Aber das sind noch gar nicht die einzigen möglichen Konsequenzen. Es könnte in weiterer Folge zu längeren Wartezeiten auf Arzttermine und Operationen kommen oder dazu, dass  im Spital künftig Ambulanzgebühren erhoben werden. Gemeinde-Kindergärten, -Schulen und öffentlicher Verkehr müssten möglicherweise mit weniger Geld auskommen.

#6: Woher weiß man, was bei Kürzungen passiert?

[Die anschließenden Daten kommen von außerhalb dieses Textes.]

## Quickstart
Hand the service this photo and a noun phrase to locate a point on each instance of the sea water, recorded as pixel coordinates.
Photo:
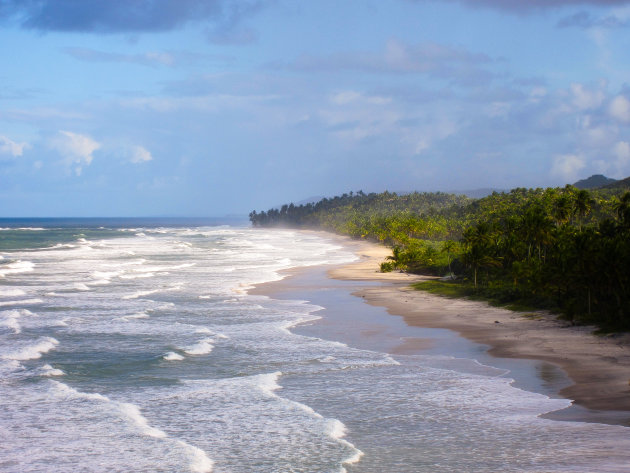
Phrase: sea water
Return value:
(134, 346)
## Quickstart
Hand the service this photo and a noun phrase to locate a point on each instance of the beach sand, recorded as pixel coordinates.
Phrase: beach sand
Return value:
(598, 367)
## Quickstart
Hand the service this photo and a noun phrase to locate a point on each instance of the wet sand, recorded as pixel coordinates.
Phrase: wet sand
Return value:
(540, 352)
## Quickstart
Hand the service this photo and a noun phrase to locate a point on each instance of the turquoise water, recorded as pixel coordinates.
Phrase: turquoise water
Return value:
(134, 346)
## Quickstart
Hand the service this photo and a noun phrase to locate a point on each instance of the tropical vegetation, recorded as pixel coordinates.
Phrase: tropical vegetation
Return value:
(565, 249)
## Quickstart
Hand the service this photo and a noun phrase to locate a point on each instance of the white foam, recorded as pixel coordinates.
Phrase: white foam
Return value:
(33, 352)
(10, 292)
(203, 347)
(200, 463)
(10, 319)
(132, 412)
(172, 356)
(16, 267)
(138, 294)
(139, 315)
(199, 460)
(48, 370)
(138, 275)
(11, 323)
(21, 302)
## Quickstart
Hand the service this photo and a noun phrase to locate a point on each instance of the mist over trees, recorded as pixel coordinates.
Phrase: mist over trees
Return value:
(565, 249)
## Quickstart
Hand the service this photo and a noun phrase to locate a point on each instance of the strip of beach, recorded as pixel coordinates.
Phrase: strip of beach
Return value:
(597, 367)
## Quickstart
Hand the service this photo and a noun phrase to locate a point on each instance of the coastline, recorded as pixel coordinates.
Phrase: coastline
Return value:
(598, 367)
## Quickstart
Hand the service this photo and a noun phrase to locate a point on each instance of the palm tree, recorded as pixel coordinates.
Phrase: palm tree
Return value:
(448, 247)
(583, 204)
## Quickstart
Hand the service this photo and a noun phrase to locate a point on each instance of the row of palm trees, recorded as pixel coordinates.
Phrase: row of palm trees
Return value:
(560, 248)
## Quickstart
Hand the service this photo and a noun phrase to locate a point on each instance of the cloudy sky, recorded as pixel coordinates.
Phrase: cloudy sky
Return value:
(212, 107)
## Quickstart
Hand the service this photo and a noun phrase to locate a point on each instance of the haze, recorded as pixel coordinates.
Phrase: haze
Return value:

Ganz einfach: Weil man es schon gesehen hat. In den letzten Jahren haben Arbeitgeber nämlich bereits mehrfach Kürzungen der Sozialstaatsbeiträge durchgesetzt, was Löcher in die Unfallversicherung und in die Familienkassen gerissen hat. Insgesamt fehlen jetzt knapp 1,7 Mrd. Euro pro Jahr – oder 7,3 Mrd. seit Beginn der Kürzungen 2016. Dringende Maßnahmen, wie z. B. die Anerkennung neuer Berufskrankheiten, konnten nicht umgesetzt werden.

#7: Was will die Arbeiterkammer?

„Wir als Arbeiterkammer stellen uns entschieden gegen alle Kürzungen der Lohnnebenkosten“, stellt AK Präsident Bernhard Heinzle klar. „Denn in Wirklichkeit handelt es sich bei den Lohnnebenkosten um Lohnnebenleistungen: Die Beschäftigten profitieren von den Beiträgen zum Sozialstaat. Und auch die gesamte Volkswirtschaft des Landes baut darauf auf. Sie zu kürzen würde den Arbeitnehmer:innen schaden und das System schwächen. Profitieren würde nur die Arbeitgeberseite.“ Anstatt die Lohnnebenkosten zu senken, sollten die Regierenden lieber sicherstellen, dass es auch überall zu den Lohnnebenleistungen kommt, erklärt der AK Präsident. „Schließlich zahlt jede:r Beschäftigte in die Wohnbauförderung ein – dann sollen aber auch tatsächlich leistbare Wohnungen damit geschaffen werden. Garantieren würde das eine längst überfällige Zweckbindung der Wohnbauförderung.“ Was die Beiträge zum Sozialstaat angeht, ist für AK Präsident Bernhard Heinzle jedenfalls klar: „Hände weg von den Lohnnebenkosten!”